Deitado no sofá, Zé era o retrato do abandono. Barba por fazer, roupa de dois dias atrás e macarrão instantâneo agarrado nos cabelos. Aliás, macarrão instantâneo e salgados de bar eram as únicas refeições possíveis, desde que Joana, sua esposa, havia partido. Joana estava na casa da mãe, que ficava no interior, a alguns quilômetros do sofá de Zé. E a “jararaca”, que era como seu genro a apelidara, fazia jus a tal apelido. Pois fez a cabeça da filha para que deixasse Zé depois que ele perdeu o emprego. Ela dizia que aquilo não era homem! Não tinha um emprego decente, não tinha um carro decente, um nome decente! E que amor... Isso era coisa de filme. Joana, sempre submissa as ordens da mãe, se foi.
Com o coração apertado Zé sofria sozinho em casa. Não saia na rua, evitava a luz do sol, o rádio, evitava se olhar no espelho. Evitava principalmente o quarto, onde a imagem de Joana se fazia absurdamente presente e o armário vazio era a imagem da morte.
Fazia uma semana de solidão e pelo andar da carruagem, Zé não duraria mais dois dias. Se não morresse de tristeza os salgados de Tião (dono do bar) o fariam. Então ao por uma jaqueta surrada antes de sair em busca de alimento, futucou as mãos num bolso escondido na parte de dentro do agasalho a fim de procurar alguma nota perdida. Puxou um guardanapo esquecido, numa letra apagada um singelo: “Te amo” escrito por sua esposa. Sua visão embaçou e logo molhou o papel com seu choro. Zé trincou os dentes e brigou com Deus, gritou e amassou o guardanapo. Então foi até o banheiro e se olhou no espelho. “Acabou” ele disse. “acabou o drama! Acabou a dor e a covardia!” bradou como um guerreiro desses de filme. Fez a barba, tomou banho e colocou a camisa que ganhou da mãe em seu casamento. Pegou a chave do Fusca e saiu!

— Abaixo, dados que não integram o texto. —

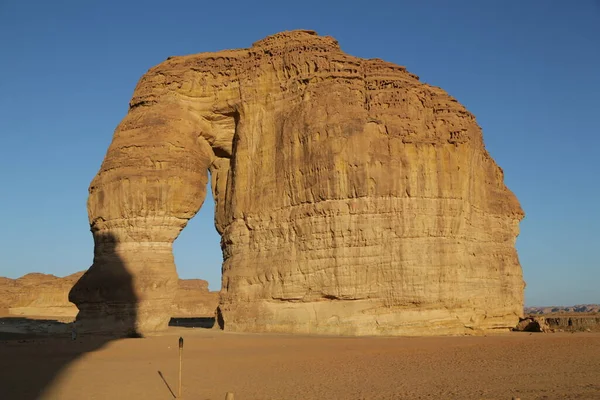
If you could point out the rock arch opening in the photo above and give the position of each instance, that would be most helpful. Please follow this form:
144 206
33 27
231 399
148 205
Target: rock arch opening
345 202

Dirigiu até a casa da sogra e parou devagar no portão, tentou não fazer barulho, mas o motor de seu fusca era bem explícito em seu trabalho árduo. Caminhou até a porta da cozinha que se fazia entreaberta. Não conseguia ver nada, porém ouviu bem o que sua sogra dizia sobre ele. Aguentou tudo o que a velha dizia, quando palavras como: “manézão” e “bobalhão” formam proferidas pela cobra, Zé encheu-se de ira! Afastou-se, meteu o pé na porta a fim de causar impacto. E causou! As dobradiças enferrujadas daquela velha porta não agüentaram o chute e toda a porta veio abaixo fazendo um barulho estridente de madeira e ferro no chão.

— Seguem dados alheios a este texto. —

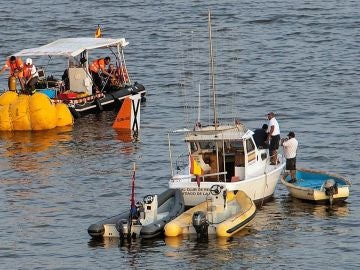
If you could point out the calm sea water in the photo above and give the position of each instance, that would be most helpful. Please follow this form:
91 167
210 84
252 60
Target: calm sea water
299 59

Zé hesitou por um momento sob o portal da casa, então entrou imponente. Puxou a camisa de botões pela parte de baixo e estufou o peito, nesse momento a camisa mostrou-se aberta na parte de cima e num peito branco e magro um único fiapo de cabelo se revelou. Joana que estava na mesa separando feijões ficou pasma com a atitude surpreendente do marido e a sogra estava de pé, próxima ao fogão. Quando a velha ergueu a colher de pau e se preparou para exculhambar o invasor, ele disse em uma voz gutural: “Cala a boca!”. Na mesma hora a velha, que desde criança sempre se mostrou “mandona” e que gritava com todas as outras crianças, namorados, marido e filha, calou-se. E aquele grito foi tão imponente que fez a sogra de Zé sentir certo arrepio na nuca e ter partes esquecidas pelo tempo, levemente lubrificadas.
Joana parecia não acreditar naquilo, naquela cena de filme. Parecia não acreditar que seu príncipe arrebentara a porta e tinha um fusca do lado de fora à sua espera. Zé caminhou até a mulher, segurou suas mãos, olhou dentro dos olhos dela e disse: “Te amo mulher! Pega tuas malas, vamo comigo!”

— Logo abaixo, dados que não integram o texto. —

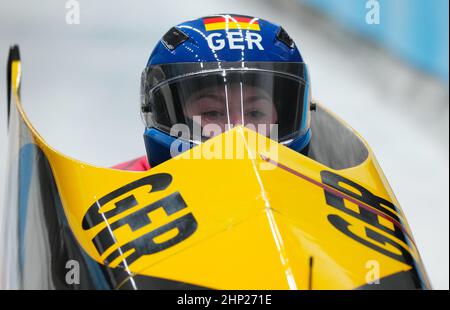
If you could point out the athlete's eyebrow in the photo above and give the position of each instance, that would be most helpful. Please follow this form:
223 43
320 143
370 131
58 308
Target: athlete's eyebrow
209 96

Joana levantou-se da mesa e foi logo pegar as coisas dela, enquanto a mãe, recobrando o juízo, ou a falta dele, danou a berrar como louca! Tanto Zé como Joana ignoravam as ataques malvados da velha, que carregava a panela de arroz e tentava convencer a filha de que era errado, que amor é coisa de filme.
Foram juntos até o carro, colocaram as roupas no banco de traz e entraram, ainda com os protestos da mãe. Zé perdeu ainda uns minutos tentando fazer seu carro pegar e a sogra nesse tempo perdia a voz, já rouca. Saíram cantando pneu e deixando uma nuvem de óleo queimado na cara da sogra, que ainda berrava do portão.
Se foram felizes para sempre, não sei. Se foram felizes até onde o carro de Zé agüentou, também não sei. Se tiveram filhos não sei. Não sei de mais nada. Eu fiquei aqui, antes da curva, e vi o carro de Zé sumir entre a fumaça.
Estou realmente impressionada como a sua escrita evoluiu... Uma espécie de " inveja boa " me tomou agora! Agora eu tenho a certeza! Me superou! Rs! E merecidamente! Que orgulho eu tenho de você! Nossa! Orações muito bem contruídas... As imagens realmente aparecem na cabeça do leitor quando se lê, e ele se sente preso até o fim do conto! Meus parabéns! Continue assim ... Quero o meu livro autografado! Lindo! Lindo! Muita maturidade do teu escrever! Precisava dizer isso!
ResponderExcluirBjs no coração!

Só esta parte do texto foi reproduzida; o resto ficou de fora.